14-mile ‘Interborough Express’ route between Brooklyn and Queens moves forward
Image courtesy of Gov. Kathy Hochul’s Office
A public transportation project that could ease the lives of thousands of New Yorkers is gaining momentum. Gov. Kathy Hochul on Thursday announced the completion of a feasibility study for the Interborough Express, moving the project into its next phase of development. The feasibility study yielded promising results, revealing that the new line could serve anywhere between 74,000 and 88,000 riders a day while connecting to 17 subway stops and the Long Island Rail Road. From its start in Bay Ridge to its final stop in Jackson Heights, the route would take 40 minutes.

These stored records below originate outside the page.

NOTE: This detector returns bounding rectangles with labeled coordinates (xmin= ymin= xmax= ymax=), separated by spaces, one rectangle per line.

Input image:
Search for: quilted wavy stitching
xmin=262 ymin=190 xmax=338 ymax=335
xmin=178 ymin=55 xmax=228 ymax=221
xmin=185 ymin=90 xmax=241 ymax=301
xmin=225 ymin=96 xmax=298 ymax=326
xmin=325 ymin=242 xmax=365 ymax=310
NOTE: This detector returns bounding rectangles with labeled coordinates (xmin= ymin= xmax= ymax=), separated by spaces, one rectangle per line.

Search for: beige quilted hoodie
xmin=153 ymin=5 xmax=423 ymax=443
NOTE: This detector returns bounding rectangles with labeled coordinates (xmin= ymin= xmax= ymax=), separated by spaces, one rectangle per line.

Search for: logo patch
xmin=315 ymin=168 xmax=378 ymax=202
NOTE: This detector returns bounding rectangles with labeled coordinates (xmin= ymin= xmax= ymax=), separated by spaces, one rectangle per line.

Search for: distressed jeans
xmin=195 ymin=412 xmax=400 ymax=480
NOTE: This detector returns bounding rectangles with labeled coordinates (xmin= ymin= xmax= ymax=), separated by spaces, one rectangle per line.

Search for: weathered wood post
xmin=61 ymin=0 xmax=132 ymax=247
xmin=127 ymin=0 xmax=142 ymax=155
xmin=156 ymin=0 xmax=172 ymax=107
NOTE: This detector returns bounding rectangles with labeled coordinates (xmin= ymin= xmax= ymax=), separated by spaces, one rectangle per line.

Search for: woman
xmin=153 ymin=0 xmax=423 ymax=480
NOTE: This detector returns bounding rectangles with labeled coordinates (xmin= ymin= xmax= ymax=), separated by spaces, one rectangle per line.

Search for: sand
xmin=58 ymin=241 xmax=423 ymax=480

Using the existing right-of-way Bay Ridge Branch rail line that already runs through Brooklyn and Queens, the Interborough Express would alleviate massive transit deserts found across the two boroughs. As the feasibility study found, in many of the neighborhoods the line would run through, “71 percent of residents are minority and 33 percent are below the federal poverty line.” According to the study, more commuters travel between Brooklyn and Queens than they do to Manhattan.
“Infrastructure is all about connection, and with the Interborough Express we can connect people to their family and friends while also improving their quality of life,” Hochul said. “The Interborough Express will connect Brooklyn and Queens, not only shaving time off commutes but also making it easier to connect to subway lines across the route. With the completion of the feasibility study, we can move forward to the next phase of this project and bring us one step closer to making the Interborough Express a reality for New Yorkers.”
The proposed service would operate with five-minute headways between trains during peak hours and 10-minute headways during off-peak hours. The route will run through a number of socioeconomically diverse neighborhoods, with the precise number and location of stops still to be determined.
“MTA riders deserve a reliable and wide-reaching transit system that promotes equity, and this study proves The Interborough Express will provide better access to jobs, education and economic opportunities for some 80,000 New Yorkers in Queens and Brooklyn,” MTA Chair and CEO Janno Lieber said. “I want to thank Governor Hochul for her leadership on this exciting project and look forward to working with local communities to get work underway.”
The study also revealed that the new line could work in tandem with the Cross-Harbor Rail Freight Tunnel project, which would connect New York City to the nation’s freight rail grid. This would alleviate traffic caused by trucks, whose cargo could instead be carried on the freight line, according to the study.
View of the Bay Ridge Branch from below 5th Ave. Image courtesy of Marc A. Hermann/MTA on Flickr
“The Interborough Express is an important project that has the potential to expand transit access to underserved neighborhoods in Brooklyn and Queens,” Rep. Jerry Nadler said. “This project can and should co-exist with the Cross Harbor Rail Freight Tunnel project which would finally connect the New York metropolitan region to the national freight rail grid by removing trucks from our streets and diverting them to the underutilized rail network. Together, these projects will improve transportation equity and reduce carbon emissions.”
The next steps in the development process will require the MTA to conduct the necessary state and federal environment review processes, using input from the public to create a more accommodating system. Transit officials are still determining which type of rail system would be most efficient, whether it be Bus Rapid Transit, Light Rail, or conventional Heavy Rail.
Bronx residents have been given the short end of the stick, as it appears that an extension into the Bronx outlined in the Regional Plan Association’s Triboro proposal didn’t make its way into the MTA’s feasibility study.
The price of fares for the Interborough Express is anticipated to be equivalent to standard subway fares, but it is up to the MTA’s board to determine the price when the project is closer to completion. While there is no official end date, Lieber stated that once construction begins, the project could take “three to five years” to complete.